Sacamos los filetes de la lubina, los cortamos en tiras de un centímetro y reservamos. Cocemos el arroz a la manera japonesa: en una cazuela baja ponemos una parte de arroz más una parte y media de agua con sal, lo tapamos y ponemos al fuego; cuando rompa a hervir cocemos 10 minutos tapado, apagamos el fuego y reposamos otros 10 minutos más también tapado.
Cortamos las fresas y los kiwis en rodajas, el mango y el aguacate en dados, la cebolla en juliana y sacamos la soja de las vainas.

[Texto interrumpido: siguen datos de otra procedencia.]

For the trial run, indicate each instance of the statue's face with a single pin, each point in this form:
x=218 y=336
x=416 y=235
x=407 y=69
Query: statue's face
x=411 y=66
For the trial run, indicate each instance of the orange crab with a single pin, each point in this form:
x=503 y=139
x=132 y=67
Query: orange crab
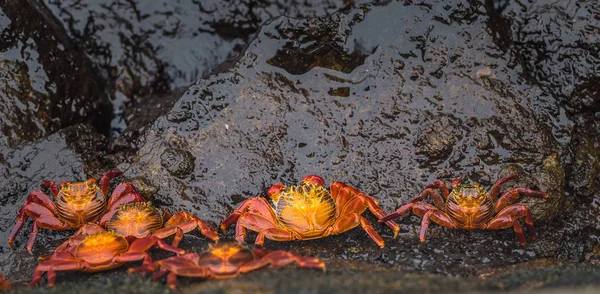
x=4 y=284
x=141 y=219
x=223 y=261
x=306 y=212
x=76 y=203
x=471 y=207
x=93 y=249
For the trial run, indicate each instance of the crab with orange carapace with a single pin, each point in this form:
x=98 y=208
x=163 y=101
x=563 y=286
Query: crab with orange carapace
x=93 y=249
x=76 y=203
x=4 y=284
x=142 y=219
x=305 y=212
x=223 y=261
x=471 y=207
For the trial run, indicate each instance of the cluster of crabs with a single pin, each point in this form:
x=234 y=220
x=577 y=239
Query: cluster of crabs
x=112 y=231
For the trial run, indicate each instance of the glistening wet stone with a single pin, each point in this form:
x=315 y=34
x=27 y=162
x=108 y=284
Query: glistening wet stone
x=46 y=83
x=440 y=90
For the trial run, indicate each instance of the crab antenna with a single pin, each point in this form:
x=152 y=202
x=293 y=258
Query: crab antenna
x=455 y=182
x=275 y=191
x=312 y=179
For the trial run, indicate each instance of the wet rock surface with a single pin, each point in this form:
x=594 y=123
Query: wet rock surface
x=387 y=98
x=150 y=49
x=47 y=84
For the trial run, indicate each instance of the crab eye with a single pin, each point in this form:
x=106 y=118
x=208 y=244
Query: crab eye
x=91 y=183
x=64 y=186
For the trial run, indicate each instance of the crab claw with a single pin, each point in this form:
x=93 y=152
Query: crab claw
x=455 y=182
x=275 y=191
x=312 y=179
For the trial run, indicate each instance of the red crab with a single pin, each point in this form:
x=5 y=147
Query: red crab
x=93 y=249
x=471 y=207
x=141 y=219
x=4 y=284
x=306 y=212
x=223 y=261
x=76 y=203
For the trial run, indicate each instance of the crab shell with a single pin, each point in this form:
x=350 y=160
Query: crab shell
x=223 y=261
x=305 y=212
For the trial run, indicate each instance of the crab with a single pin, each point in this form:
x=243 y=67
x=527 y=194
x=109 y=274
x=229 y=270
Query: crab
x=76 y=203
x=223 y=261
x=306 y=212
x=93 y=249
x=4 y=284
x=471 y=207
x=141 y=219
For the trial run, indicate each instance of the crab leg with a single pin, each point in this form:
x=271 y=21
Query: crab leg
x=350 y=200
x=45 y=219
x=443 y=187
x=235 y=215
x=275 y=234
x=34 y=197
x=512 y=195
x=280 y=259
x=510 y=216
x=496 y=187
x=49 y=184
x=181 y=221
x=350 y=221
x=431 y=194
x=404 y=209
x=431 y=213
x=124 y=193
x=144 y=244
x=378 y=212
x=105 y=181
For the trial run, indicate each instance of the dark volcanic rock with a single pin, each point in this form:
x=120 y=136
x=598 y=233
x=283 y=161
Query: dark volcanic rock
x=47 y=84
x=429 y=97
x=64 y=156
x=150 y=48
x=385 y=98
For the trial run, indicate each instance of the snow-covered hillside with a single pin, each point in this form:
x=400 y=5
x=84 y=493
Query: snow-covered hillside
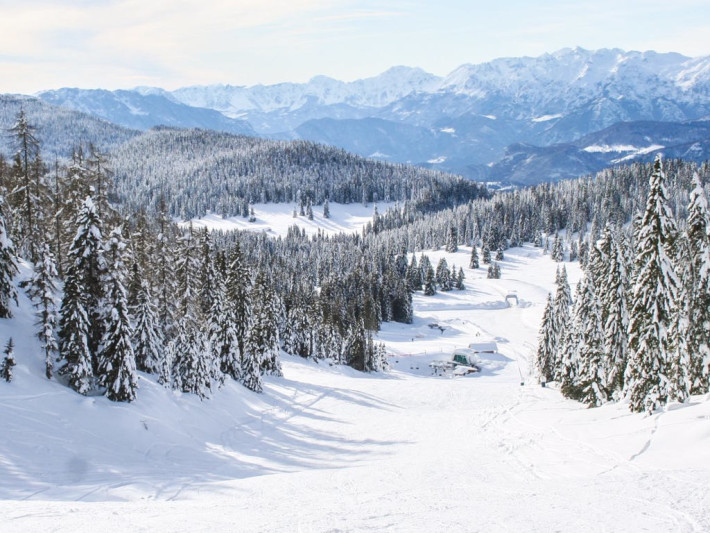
x=327 y=448
x=275 y=219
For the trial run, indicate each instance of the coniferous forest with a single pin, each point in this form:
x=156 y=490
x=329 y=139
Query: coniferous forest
x=119 y=287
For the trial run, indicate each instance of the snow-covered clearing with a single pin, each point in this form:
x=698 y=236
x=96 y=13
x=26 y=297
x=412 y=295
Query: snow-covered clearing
x=275 y=219
x=330 y=449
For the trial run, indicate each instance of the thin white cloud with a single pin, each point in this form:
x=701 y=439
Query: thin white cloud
x=121 y=43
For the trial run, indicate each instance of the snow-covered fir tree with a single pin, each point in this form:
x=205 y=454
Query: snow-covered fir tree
x=117 y=363
x=697 y=288
x=191 y=359
x=653 y=342
x=592 y=383
x=148 y=341
x=74 y=335
x=443 y=276
x=263 y=338
x=8 y=362
x=86 y=260
x=429 y=281
x=8 y=268
x=613 y=294
x=545 y=358
x=42 y=290
x=452 y=240
x=474 y=263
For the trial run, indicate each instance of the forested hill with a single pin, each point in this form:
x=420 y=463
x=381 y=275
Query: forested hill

En una sartén con un poco de aceite de sésamo cocinamos la lubina, primero por la piel y después de darle la vuelta añadimos el ron y flambeamos hasta consumir el alcohol.
Preparamos un aliño, con 10 cucharadas de salsa de soja, 5 de aceite de sésamo y el zumo de una lima.
Aunque la creencia generalizada es que el poke es de origen japonés, realmente proviene de las islas del Pacífico como Hawái. Sí que es verdad que la gastronomía japonesa ha influido mucho en este plato, con incorporaciones como el arroz o el edamame. Nosotros hemos utilizado una suave lubina y la hemos flambeado con ron dándole un sabor muy característico. Además, la hemos acompañado con frutas para que el resultado sea todavía más ligero y refrescante.
Emplatamos el poke en un cuenco. Ponemos una base de arroz, añadimos las frutas cortadas, la cebolla, la lubina flambeada, el aliño y unas semillas de sésamo.